I'm trying to copy a Postgres table1 to another table2 while changing the value of one of the columns. To make the transfer faster I run 10 different processes each having different offsets in the table1 to start from, e.g., 1st process: SELECT * FROM table OFFSET offset1 LIMIT x; then copy to table2, 2nd process: SELECT * FROM table OFFSET offset2 LIMIT x then copy to table2.

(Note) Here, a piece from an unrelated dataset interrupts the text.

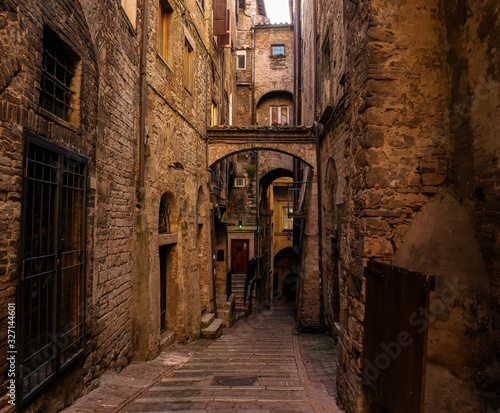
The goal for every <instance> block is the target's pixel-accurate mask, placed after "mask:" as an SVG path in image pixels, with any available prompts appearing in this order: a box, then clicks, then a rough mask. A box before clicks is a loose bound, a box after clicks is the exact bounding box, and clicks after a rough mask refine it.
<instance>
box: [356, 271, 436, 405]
mask: <svg viewBox="0 0 500 413" xmlns="http://www.w3.org/2000/svg"><path fill="white" fill-rule="evenodd" d="M365 276H366V307H365V334H364V343H363V348H364V357H363V372H362V378H363V384H364V385H365V386H366V388H367V390H368V392H367V398H368V400H369V402H370V404H371V405H372V407H373V409H374V410H375V411H385V412H388V413H422V412H423V411H424V388H425V386H424V380H425V355H426V346H427V327H428V325H427V316H428V311H429V299H430V291H431V290H434V276H432V275H429V274H423V273H418V272H413V271H409V270H406V269H403V268H398V267H394V266H390V265H386V264H382V263H377V262H373V261H371V262H369V263H368V265H367V267H366V268H365Z"/></svg>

But even though I don't have duplicate rows in my table1 I do get duplicate rows in my table2 (x is smaller than offset2-offset1). Is it possible that the same offset value is not pointing to the same row in the table across different processes? If yes, what would be better way to copy a table while modifying a column in Postgres? Thanks!

hovnatan
  • 1,331
  • 10
  • 23
  • Near duplicate: [PostgreSQL - repeating rows from LIMIT OFFSET](http://stackoverflow.com/questions/13580826). The asker of that other question uses `order by`, but on a non-unique expression. BTW this is missing in Denis answer. Just using `ORDER BY` is not sufficient, it needs to be applied to a field or combination of fields or an expression that is unique across all rows. – Daniel Vérité Dec 18 '14 at 15:03
  • Also, you should time `CREATE TABLE table2 AS SELECT...`, it's probably faster than the 10 different processes if these sessions are playing against each other to gain access to the disks, unless your postgres data partition is spread over a large number of physical drives – Daniel Vérité Dec 18 '14 at 15:07

1 Answers1

2

Without an order by statement, limit and offset are seldom meaningful... SQL offers no guarantee on row order unless you make it explicit. So add an order by clause.

Also, if copying a table wholesale is what you want, it's better to simply:

insert into table2 select * from table1
Denis de Bernardy
  • 75,850
  • 13
  • 131
  • 154